U.S. SECURITIES AND EXCHANGE COMMISSION

Litigation Release No. 25796 / August 2, 2023

Securities and Exchange Commission v. Janardhan Nellore, et al., Civ. Action No. 19-CV-08207-RS (N.D. Cal. filed Dec. 17, 2019)


SEC Obtains Final Judgment Against Silicon Valley IT Administrator at the Center of Multimillion Dollar Insider Trading Ring

On August 1, 2023, the United States District Court for the Northern District of California entered a final judgment, by consent, against Janardhan Nellore. The Securities and Exchange Commission sued Nellore, a former IT administrator at Palo Alto Networks, Inc., alleging that he traded on confidential earnings information about Palo Alto Networks and tipped four of his friends to do the same, in violation of the federal securities laws. In settling the charges against him, Nellore agreed to pay $16,614 in disgorgement and prejudgment interest, and to be permanently enjoined from future violations of Section 10(b) of the Securities Exchange Act of 1934 and Rule 10b-5 thereunder.

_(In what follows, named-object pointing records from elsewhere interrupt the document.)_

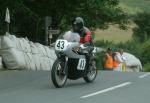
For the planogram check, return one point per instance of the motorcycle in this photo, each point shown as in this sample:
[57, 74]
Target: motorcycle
[71, 63]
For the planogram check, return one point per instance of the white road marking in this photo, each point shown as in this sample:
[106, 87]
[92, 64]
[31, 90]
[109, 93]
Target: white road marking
[106, 90]
[144, 75]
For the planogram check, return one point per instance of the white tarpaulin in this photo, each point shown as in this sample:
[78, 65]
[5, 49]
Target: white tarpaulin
[20, 53]
[13, 58]
[132, 61]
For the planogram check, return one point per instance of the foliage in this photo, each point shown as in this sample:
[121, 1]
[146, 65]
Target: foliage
[146, 52]
[142, 31]
[27, 15]
[147, 67]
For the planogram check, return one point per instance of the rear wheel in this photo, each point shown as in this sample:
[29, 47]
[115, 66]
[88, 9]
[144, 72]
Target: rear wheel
[58, 76]
[92, 73]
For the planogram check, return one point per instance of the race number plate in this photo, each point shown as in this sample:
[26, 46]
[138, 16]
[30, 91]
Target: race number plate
[81, 64]
[61, 45]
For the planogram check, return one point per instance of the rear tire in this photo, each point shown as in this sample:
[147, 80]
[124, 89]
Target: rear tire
[58, 77]
[92, 73]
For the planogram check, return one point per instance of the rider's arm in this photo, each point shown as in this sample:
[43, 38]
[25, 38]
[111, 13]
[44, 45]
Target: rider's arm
[87, 39]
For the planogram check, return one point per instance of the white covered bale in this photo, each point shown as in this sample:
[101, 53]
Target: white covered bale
[30, 62]
[41, 49]
[132, 61]
[36, 59]
[25, 45]
[34, 49]
[7, 42]
[13, 59]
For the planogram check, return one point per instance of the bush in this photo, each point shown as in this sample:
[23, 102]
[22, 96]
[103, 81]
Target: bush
[142, 31]
[147, 67]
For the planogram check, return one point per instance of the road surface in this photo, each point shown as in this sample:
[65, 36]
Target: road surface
[109, 87]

The SEC’s complaint, filed on December 17, 2019, alleges that Nellore was at the center of an insider trading ring and used his IT credentials and work contacts to obtain highly confidential information about his employer’s quarterly earnings and financial performance. As alleged in the complaint, Nellore and his friends achieved more than $7 million in illegal profits. Three of Nellore’s co-defendants previously settled the SEC’s action against them. The SEC’s action against the final co-defendant, Sivannarayana Barama, is continuing.